Another way to (manually) edit the app id of a shortcut... add the
following string registry entry to HKCR\lnkfile:

[HKEY_CLASSES_ROOT\lnkfile]
"FullDetails"="prop:System.PropGroup.Description;System.ItemTypeText;System.Comment;System.Link.TargetParsingPath;
System.AppUserModel.ID
;System.ItemFolderPathDisplay;prop:System.PropGroup.FileSystem;System.ItemNameDisplay;System.Size;System.DateCreated;System.DateModified;System.FileAttributes;*System.OfflineAvailability;*System.OfflineStatus;*System.SharedWith;*System.FileOwner;*System.ComputerName"
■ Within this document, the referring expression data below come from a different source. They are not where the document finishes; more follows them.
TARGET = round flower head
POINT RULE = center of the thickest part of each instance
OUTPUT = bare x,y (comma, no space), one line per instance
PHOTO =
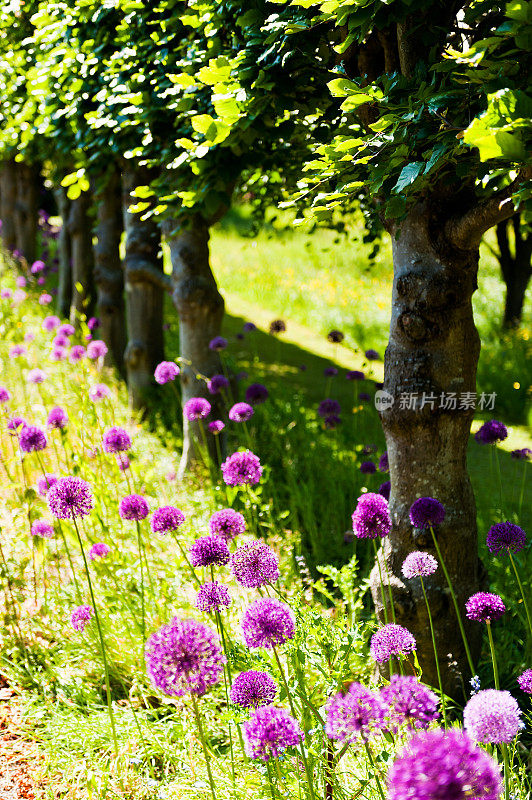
240,412
57,418
133,506
267,622
31,439
269,731
99,550
42,528
196,408
209,550
166,371
357,713
505,536
70,497
167,518
409,702
184,657
252,688
116,440
80,616
492,717
255,564
443,765
371,518
227,523
241,468
391,640
426,512
491,432
485,607
213,597
419,565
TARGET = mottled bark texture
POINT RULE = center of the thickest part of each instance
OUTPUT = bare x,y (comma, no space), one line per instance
80,230
200,308
433,349
108,272
144,284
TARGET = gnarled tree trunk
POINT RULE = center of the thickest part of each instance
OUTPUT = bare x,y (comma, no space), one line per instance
433,350
145,285
108,272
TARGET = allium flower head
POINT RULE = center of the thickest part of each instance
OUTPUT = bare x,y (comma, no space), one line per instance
255,564
209,550
243,467
426,512
443,765
252,688
371,518
227,523
184,657
267,622
269,731
492,717
391,640
485,607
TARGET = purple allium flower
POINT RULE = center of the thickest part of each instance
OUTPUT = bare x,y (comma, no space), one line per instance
43,528
267,622
184,656
391,640
133,506
166,371
491,432
212,597
371,518
255,564
485,607
419,565
196,408
256,394
240,412
227,523
525,681
357,713
116,440
241,468
252,688
32,438
269,731
426,512
505,536
99,550
80,616
328,407
492,717
409,702
443,764
218,343
209,550
167,518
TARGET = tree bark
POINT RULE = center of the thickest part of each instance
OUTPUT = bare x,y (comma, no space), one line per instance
433,349
144,283
200,307
108,271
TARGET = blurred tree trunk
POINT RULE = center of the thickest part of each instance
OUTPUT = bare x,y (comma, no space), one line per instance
145,284
108,272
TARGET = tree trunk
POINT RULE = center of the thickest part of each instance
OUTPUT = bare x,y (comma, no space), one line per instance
200,307
144,282
80,230
433,349
64,254
108,272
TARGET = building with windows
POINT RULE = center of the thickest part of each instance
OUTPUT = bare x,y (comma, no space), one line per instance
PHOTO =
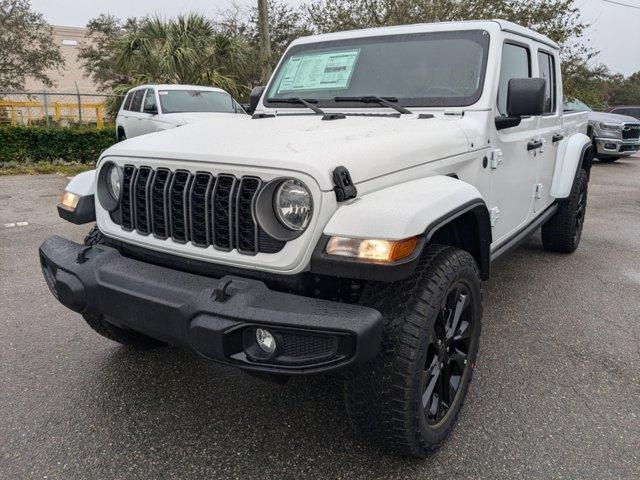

Then doing the Properties on a shortcut file, in the Details tab, the
AppUserModelID is displayed - and is editable.  I fixed my repinned emacs
shortcut with this.    (You could just set "FullDetails" to be *just*
"prop:SystemAppUserModel.ID" but then the details tab will *only* show the
app id.




On Fri, Oct 9, 2015 at 3:40 AM, Eli Zaretskii <e...@gnu.org> wrote:

> > Date: Thu, 8 Oct 2015 23:09:18 -0400
> > From: Rob Davenport <rob.davenp...@gmail.com>
> > Cc: "help-emacs-windows@gnu.org" <help-emacs-windows@gnu.org>
> >
> > This issue intrigued me so I kept looking into it and here's what I've
> found.
>
> Thank you for your research.
>
> > In Windows 7 and newer, the shell (Explorer.exe) changed the behavior of
> the
> > taskbar, and groups taskbar items (processes, files, windows, etc.) to
> make it
> > easier to find what you're working on (and share features like the
> jumplists
> > and taskbar preview). In order to do that, the shell needs a way of
> identifying
> > what to group.It does this using the "Application User Model ID". (See
> >
> https://msdn.microsoft.com/en-us/library/windows/desktop/dd378459(v=vs.85).aspx
> > and http://blogs.msdn.com/b/oldnewthing/archive/2012/08/20/10341464.aspx
> for
> > some good details.)
> >
> > The Windows shell uses some heuristics to try to identify what should be
> > grouped but it isn't perfect. For example, for programs started via
> shortcuts,
> > the target in the shortcut must be the same. So if you have two
> shortcuts to
> > the same program but with different command line parameters, they would
> be
> > considered different and not be grouped. For processes it assumes only
> > processes with the same name should be grouped. And that's the situation
> with
> > Emacs - emacs.exe and runemacs.exe aren't considered the same by the
> Windows
> > shell and it doesn't group the icons on the taskbar and similar undesired
> > behavior we see.
> >
> > Microsoft says the way to solve this is to explicitly set an AppID which
> > overrides the heuristics. So for better behavior in Windows 7 and later,
> all
> > emacs processes (emacs.exe, runemacs.exe, emacsclientw.exe, etc.) should
> be
> > modified to call SetCurrentProcessExplicitAppUserModelID() during their
> > startup.
>
> Yes, that's true.  However, Emacs on Windows has been doing precisely
> that, i.e. calling SetCurrentProcessExplicitAppUserModelID, since
> 2009, i.e. since Emacs 23.2 at least.  And IME it works fine on
> Windows 7.  The question is, why doesn't it on Windows 10?
>
> IOW, the issue is not the changes in Windows 7, which we already
> handle, AFAIK, but the changes in Windows 10.